Review: VANS "OFF THE WALL". STORIES OF SOLE


PALLADINI DOUG - VANS "OFF THE WALL". STORIES OF SOLE FROM VANS ORIGINALS TITOLO: VANS "OFF THE WALL". STORIES OF SOLE FROM VANS ORIGINALS
PALLADINI DOUG
Stories of Sole from Van's Originals


Editore: ABRAMS, HARRY N.INC
Pubblicazione: 06/2009
Numero di pagine: 208

PREZZO: € 21,50 - Lingua:Inglese




Ringraziando Vans europe per l'invito e la possibilità di Recensire in anticipo il volume presentiamo quest'opera, di chiaro stampo divulgativo per il marchio Statunitense.
Presentazione ufficiale avvenuta in Italia Mercoledì 10 giugno presso il Vans Showroom per celebrarne la storia. "Off The Wall: Stories of Sole from Vans Originals" è il racconto di come semplici scarpe in tela e lo spirito do-it-yourself abbiano cambiato la cultura popolare di questi ultimi 40 anni.

Copertina rigida in tela, 365 illustrazioni a colori.
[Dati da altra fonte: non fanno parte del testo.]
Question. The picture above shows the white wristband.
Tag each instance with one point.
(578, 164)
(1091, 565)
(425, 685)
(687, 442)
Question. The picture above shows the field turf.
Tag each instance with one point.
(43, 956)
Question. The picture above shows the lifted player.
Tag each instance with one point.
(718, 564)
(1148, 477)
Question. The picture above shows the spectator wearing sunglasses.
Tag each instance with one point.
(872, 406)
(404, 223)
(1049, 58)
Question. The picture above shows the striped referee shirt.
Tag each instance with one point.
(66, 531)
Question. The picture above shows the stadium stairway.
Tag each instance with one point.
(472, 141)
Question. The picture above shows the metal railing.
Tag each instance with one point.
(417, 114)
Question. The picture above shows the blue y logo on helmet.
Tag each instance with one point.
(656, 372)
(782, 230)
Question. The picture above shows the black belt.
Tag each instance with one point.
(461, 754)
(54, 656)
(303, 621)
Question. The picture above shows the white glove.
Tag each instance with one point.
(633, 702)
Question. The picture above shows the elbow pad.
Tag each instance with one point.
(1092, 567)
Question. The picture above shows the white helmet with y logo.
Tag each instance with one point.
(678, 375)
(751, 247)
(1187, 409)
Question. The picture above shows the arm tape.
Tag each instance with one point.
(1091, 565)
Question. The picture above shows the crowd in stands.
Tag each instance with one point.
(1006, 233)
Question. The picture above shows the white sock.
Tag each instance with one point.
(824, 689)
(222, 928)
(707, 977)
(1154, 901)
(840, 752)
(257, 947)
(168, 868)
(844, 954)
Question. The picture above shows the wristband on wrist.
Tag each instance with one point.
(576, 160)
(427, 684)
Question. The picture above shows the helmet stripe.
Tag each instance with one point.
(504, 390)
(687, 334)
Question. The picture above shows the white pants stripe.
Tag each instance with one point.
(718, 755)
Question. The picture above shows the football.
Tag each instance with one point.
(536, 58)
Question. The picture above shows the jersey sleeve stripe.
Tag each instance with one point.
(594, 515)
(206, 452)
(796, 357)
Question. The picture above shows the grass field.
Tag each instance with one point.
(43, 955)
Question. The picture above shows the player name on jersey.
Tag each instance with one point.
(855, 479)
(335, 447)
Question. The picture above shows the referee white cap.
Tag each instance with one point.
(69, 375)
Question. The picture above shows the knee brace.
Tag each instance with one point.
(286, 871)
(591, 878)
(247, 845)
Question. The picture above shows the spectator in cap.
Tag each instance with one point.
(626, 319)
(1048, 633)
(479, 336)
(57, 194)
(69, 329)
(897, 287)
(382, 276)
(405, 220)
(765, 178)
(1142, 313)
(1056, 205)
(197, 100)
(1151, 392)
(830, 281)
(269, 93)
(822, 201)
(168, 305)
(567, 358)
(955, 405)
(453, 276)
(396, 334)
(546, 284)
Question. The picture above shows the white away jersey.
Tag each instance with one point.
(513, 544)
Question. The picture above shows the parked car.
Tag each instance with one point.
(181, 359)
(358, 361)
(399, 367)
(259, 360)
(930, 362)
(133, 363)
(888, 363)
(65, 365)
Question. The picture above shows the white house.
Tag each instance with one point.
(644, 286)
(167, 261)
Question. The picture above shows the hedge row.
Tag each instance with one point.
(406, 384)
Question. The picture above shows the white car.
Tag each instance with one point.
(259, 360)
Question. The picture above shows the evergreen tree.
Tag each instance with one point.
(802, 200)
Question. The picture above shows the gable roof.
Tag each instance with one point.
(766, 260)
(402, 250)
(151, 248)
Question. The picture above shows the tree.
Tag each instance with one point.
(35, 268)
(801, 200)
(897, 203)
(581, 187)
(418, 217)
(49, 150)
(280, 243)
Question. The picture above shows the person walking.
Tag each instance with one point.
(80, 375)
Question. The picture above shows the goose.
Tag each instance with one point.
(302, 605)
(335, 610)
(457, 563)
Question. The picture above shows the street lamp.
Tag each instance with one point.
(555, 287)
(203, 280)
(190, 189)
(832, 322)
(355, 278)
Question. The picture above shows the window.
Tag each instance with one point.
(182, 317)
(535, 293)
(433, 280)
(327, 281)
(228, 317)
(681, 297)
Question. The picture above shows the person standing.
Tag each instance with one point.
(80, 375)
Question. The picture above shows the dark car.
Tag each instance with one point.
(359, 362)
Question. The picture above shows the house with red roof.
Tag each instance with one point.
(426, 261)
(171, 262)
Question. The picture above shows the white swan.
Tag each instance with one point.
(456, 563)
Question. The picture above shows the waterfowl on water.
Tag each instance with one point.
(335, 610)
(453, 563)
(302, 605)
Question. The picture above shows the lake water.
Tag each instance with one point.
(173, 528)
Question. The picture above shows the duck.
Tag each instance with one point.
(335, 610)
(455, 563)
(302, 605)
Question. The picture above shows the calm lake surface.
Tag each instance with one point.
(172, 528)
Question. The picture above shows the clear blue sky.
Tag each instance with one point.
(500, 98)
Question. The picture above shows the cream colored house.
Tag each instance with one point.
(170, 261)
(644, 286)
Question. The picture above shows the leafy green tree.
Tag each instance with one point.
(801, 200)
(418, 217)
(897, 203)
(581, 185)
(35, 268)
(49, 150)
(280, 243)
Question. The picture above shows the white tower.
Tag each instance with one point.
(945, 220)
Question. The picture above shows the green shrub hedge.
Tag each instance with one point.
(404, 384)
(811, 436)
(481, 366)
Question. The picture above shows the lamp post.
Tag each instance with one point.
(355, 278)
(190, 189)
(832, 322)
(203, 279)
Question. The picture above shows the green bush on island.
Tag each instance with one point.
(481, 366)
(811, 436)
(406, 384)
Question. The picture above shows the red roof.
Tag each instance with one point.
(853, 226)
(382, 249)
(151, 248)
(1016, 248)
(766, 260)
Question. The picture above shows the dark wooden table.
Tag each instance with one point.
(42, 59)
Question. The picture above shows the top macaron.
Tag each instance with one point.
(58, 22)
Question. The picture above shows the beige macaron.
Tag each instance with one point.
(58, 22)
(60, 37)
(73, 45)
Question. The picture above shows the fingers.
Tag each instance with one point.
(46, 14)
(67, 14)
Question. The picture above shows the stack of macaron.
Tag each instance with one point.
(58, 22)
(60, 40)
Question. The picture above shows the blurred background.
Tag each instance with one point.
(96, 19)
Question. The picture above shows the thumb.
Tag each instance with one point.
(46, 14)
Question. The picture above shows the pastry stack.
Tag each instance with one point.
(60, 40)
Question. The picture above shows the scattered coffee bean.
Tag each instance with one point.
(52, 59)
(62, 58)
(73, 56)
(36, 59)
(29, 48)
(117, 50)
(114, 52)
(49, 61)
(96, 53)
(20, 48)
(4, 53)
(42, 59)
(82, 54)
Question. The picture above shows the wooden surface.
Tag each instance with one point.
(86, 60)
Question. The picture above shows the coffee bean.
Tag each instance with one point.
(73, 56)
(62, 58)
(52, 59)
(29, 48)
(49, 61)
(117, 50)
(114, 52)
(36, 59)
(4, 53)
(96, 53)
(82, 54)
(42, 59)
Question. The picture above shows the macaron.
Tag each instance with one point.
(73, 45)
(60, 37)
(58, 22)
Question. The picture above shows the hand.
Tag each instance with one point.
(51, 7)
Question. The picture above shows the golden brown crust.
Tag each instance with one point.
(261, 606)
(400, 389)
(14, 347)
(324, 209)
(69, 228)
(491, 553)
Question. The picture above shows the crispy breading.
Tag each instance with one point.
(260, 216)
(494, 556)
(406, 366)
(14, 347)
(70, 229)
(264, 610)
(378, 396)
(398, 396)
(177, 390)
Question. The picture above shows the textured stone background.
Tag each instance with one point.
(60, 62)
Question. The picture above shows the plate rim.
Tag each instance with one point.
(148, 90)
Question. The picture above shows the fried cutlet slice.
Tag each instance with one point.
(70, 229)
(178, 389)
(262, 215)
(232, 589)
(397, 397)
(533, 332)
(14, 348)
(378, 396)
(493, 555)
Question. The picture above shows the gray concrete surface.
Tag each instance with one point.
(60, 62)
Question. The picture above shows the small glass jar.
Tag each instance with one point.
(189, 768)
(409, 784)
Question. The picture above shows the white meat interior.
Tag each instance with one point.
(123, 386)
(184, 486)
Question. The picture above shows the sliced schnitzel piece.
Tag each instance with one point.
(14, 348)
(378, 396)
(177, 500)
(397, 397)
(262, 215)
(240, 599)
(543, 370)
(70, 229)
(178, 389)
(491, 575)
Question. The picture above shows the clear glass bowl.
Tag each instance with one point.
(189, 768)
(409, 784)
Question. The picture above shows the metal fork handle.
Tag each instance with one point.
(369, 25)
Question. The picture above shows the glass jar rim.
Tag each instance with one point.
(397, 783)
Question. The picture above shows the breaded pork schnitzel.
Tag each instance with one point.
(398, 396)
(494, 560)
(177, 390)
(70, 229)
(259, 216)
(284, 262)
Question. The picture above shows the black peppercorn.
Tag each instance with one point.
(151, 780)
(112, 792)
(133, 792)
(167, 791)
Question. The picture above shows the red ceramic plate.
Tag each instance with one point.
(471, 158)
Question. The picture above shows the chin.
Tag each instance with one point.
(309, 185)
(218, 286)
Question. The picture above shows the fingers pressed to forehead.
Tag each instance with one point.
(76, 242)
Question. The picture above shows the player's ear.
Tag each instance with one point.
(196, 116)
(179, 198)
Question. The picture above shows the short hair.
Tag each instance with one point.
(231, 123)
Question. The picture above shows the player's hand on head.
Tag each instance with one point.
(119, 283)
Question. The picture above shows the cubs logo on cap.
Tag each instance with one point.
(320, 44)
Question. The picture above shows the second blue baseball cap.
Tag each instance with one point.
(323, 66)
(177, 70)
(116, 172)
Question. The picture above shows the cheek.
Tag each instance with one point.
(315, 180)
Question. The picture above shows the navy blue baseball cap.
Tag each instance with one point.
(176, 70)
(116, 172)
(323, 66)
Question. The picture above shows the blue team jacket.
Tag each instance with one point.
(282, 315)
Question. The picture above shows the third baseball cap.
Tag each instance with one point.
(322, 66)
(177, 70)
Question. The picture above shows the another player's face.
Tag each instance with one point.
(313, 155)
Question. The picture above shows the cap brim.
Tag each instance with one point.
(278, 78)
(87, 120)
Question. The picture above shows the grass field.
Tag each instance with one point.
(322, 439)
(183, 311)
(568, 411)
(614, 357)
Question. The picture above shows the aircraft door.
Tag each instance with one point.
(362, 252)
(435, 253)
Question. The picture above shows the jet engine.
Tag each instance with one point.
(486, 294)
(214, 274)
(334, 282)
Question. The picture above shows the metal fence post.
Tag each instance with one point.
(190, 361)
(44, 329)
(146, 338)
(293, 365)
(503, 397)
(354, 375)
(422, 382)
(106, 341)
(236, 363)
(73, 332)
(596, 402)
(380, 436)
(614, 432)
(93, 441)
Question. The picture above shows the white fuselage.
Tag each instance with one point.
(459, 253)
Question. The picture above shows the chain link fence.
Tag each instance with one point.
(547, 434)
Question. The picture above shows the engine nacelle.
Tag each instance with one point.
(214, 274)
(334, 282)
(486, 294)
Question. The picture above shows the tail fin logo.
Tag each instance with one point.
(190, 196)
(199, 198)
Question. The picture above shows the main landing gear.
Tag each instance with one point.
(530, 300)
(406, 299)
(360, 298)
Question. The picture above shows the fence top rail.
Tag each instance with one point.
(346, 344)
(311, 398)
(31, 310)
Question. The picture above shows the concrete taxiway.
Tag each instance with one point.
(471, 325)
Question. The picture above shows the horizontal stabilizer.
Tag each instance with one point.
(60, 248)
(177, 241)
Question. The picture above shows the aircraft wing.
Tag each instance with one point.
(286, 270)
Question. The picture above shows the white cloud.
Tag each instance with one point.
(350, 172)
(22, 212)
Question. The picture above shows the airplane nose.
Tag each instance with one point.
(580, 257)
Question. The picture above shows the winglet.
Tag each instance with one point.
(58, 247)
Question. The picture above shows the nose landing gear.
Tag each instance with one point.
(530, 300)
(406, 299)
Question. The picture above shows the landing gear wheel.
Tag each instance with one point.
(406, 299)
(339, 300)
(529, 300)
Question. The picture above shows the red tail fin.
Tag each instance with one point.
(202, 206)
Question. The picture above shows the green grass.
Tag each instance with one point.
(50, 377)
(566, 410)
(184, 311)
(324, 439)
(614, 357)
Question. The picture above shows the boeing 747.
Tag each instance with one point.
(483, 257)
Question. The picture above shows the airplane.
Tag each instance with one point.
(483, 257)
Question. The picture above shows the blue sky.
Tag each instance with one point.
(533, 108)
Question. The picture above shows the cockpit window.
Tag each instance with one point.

Design molto evocativo dello spirito a metà tra estetica punk-zine e la California più "cool".
Il primo libro da Vans, che racconta la multi-generazionale storia del marchio nato e sopravvissuto come "fai-da-te", con le tavole, le bici, l'arte e la musica, tenute insieme, per così dire, da una semplice scarpa.
Attraverso brevi cenni delle proprie esperienze personali, i più influenti skater, alcuni surfer e street artists, oltre che designer viene ripercorsa e narrata la storia dell’azienda Californiana. Troviamo molte foto storiche sia della scena skate che precedenti, inoltre le testimonianze di molti nomi cult della scena board-core americana come Tony Alva, Joel Tudor, Neckface, Shepard Fairey, Sunny Garcia, Marc Jacobs, Steve Caballero, Stacy Peralta, Robert Williams, Oliver Peck e molti altri.
Viene offerto il tentativo di una visione più intima e all-round di come la piccola ditta abbia potuto influenzare il volto della cultura popolare, sin dalla sua fondazione nel 1966. Restano interessanti testimonianze di un paio di scarpe che hanno segnato alcune generazioni di americani, prima e di europei, più tardi, veri e propri miti ed icone di una cultura necessariamente un pò materialista, ma vissuta spesso in un'ottica quasi romantica d'altri tempi. La fotografia come detto è curata, in particolare sono presenti alcuni dei migliori fotografi d'azione del mondo, tra cui Bryce Kanights, Grant Brittain, Jeff Divine, e Trevor Graces.
Pur nella sua misura autocelebrativa, il volume è iconograficamente interessante, proprio per la sua natura di "archivio" storico della scena skate in primis. Fotografie di grande impatto, soprattutto per quel che riguarda la parte relativa agli anni settanta (e primissimi 80) con Alva e company.